The city did not dispute that it failed to comply with Proposition 62. Instead, it argued that Jarvis had to file its lawsuit within three years of the City Council's adoption of the tax. Jarvis missed that date by about one year. The city argued that Jarvis was attacking the enactment of the ordinance, not the actual collection of the tax. Even Jarvis conceded to the state Supreme Court that the group was not seeking a refund of taxes already paid.
But the court concluded that the lack of a refund claim did not matter.
"[P]laintiffs have alleged an ongoing violation of Proposition 62's commands, for which they seek relief in mandamus, and a presently existing actual controversy between themselves and the City over the validity of the utility tax, which they seek to resolve by declaratory judgment; those causes of action are not barred merely because similar claims could have been made at earlier times as to earlier violations, or because plaintiffs do not at this time also seek a refund of taxes paid," Justice Kathryn Werdegar wrote for the court.

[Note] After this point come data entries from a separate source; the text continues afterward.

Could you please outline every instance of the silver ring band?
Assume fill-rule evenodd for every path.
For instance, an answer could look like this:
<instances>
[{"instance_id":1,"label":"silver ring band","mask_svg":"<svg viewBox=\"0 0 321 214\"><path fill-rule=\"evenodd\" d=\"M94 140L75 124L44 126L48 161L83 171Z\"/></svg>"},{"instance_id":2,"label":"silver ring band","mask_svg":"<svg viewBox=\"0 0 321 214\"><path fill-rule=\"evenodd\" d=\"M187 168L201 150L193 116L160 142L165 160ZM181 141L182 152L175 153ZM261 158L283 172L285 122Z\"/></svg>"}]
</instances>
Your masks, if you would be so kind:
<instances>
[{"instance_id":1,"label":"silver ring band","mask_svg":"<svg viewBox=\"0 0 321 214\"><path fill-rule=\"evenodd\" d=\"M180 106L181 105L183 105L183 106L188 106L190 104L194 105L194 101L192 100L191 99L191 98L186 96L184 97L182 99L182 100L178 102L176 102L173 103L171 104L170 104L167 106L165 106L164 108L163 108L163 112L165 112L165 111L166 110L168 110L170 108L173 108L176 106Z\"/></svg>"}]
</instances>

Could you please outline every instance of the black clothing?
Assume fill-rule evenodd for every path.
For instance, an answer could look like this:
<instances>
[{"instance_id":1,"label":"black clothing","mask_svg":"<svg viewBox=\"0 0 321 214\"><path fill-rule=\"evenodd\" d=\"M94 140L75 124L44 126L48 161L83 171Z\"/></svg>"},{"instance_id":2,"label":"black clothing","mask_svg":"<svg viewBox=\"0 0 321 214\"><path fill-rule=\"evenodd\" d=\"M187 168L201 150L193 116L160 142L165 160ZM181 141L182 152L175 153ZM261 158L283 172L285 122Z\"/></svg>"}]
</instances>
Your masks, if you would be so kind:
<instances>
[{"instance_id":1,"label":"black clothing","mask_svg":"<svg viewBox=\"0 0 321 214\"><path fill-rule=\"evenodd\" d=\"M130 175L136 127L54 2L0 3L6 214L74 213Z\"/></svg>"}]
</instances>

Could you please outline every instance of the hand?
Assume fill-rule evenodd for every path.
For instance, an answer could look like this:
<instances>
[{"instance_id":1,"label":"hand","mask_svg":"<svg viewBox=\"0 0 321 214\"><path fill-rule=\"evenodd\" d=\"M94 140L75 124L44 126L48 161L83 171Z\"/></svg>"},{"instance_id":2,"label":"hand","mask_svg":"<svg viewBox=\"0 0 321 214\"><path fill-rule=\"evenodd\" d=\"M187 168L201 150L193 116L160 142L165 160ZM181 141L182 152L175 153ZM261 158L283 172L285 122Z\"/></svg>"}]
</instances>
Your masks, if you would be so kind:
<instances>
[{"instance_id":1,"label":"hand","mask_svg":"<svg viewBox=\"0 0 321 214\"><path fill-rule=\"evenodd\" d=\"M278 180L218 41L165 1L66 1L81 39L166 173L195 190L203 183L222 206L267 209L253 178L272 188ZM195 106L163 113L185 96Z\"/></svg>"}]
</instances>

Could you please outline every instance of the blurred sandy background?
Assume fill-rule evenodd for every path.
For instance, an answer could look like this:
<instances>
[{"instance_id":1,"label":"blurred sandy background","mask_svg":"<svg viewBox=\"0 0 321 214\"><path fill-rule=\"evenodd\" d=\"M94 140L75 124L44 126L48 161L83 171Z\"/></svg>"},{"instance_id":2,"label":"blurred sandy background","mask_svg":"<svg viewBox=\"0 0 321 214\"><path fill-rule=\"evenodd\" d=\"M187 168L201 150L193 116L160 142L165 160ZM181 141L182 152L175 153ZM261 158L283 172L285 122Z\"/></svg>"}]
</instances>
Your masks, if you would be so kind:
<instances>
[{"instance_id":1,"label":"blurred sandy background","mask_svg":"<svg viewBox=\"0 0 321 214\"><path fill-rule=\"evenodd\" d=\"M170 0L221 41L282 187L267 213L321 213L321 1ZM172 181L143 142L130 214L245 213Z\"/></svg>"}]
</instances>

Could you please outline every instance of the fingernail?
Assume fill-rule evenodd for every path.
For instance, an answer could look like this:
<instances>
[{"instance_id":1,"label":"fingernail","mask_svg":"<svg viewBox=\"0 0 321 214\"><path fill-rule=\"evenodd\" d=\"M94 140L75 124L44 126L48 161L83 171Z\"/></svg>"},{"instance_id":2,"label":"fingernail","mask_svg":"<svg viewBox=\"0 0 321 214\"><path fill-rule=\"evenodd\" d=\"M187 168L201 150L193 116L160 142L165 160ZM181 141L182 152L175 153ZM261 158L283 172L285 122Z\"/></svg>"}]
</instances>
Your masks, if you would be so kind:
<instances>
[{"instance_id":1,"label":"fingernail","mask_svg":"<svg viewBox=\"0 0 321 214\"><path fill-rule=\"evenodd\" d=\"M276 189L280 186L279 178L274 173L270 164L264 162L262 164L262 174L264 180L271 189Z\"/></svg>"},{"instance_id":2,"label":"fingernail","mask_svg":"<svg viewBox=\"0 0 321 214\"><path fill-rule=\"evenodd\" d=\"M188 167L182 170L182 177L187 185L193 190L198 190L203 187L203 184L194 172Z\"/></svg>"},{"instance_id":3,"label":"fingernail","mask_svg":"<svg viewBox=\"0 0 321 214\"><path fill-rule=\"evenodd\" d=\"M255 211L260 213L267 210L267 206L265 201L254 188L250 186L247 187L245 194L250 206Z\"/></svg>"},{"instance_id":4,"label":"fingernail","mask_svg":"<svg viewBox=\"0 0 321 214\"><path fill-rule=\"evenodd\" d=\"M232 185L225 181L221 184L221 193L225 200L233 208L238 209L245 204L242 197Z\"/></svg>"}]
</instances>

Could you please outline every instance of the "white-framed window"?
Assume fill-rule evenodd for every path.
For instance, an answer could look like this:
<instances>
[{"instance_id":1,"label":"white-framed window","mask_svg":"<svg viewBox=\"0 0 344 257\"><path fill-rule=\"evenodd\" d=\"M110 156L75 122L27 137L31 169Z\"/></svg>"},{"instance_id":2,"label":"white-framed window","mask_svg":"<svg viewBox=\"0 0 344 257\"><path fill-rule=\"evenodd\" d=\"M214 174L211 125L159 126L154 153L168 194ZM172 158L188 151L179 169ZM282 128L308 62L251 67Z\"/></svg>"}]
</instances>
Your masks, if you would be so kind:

Proposition 62 (Gov. Code §§ 53720-53730) requires that general taxes adopted prior to the proposition's passage in November 1986 be approved by voters by November 1988, the court noted. If a city refuses to comply, the measure directs county officials to withhold property taxes from cities in an amount equal to the illegal tax. "Clearly the intent of Proposition 62's enactors was not merely to preclude enactment of a tax ordinance without voter approval, but to preclude continued imposition or collection of such a tax as well," Werdegar wrote.
The court also pointedly addressed the concern — noted in amicus briefs from nearly 200 cities and counties — that starting the three-year statute of limitations anew every time a tax is imposed would destabilize financial planning.
"The local governments' suggestion, 14 years after the passage of Proposition 62 and five years after Guardino's resolution of the constitutional questions, that their budgetary planing process will be disrupted if Proposition 62's requirements are enforced, is not well taken. Cities and counties must eventually obey the state laws governing their taxing authority and cannot continue indefinitely to collect unauthorized taxes," Werdegar wrote.
"Moreover," she continued, "our holding relates only to injuries occurring in the statutory three-year period before suit is brought and applies only to plaintiffs injured by tax collections within the three-year period. The legitimate public interest in stability of municipal finance is not imperiled."
The Case:
Howard Jarvis Taxpayers Association v. City of La Habra, No. S082591, 01 C.D.O.S. 4539, 2001 DJDAR 5565. Filed June 4, 2001.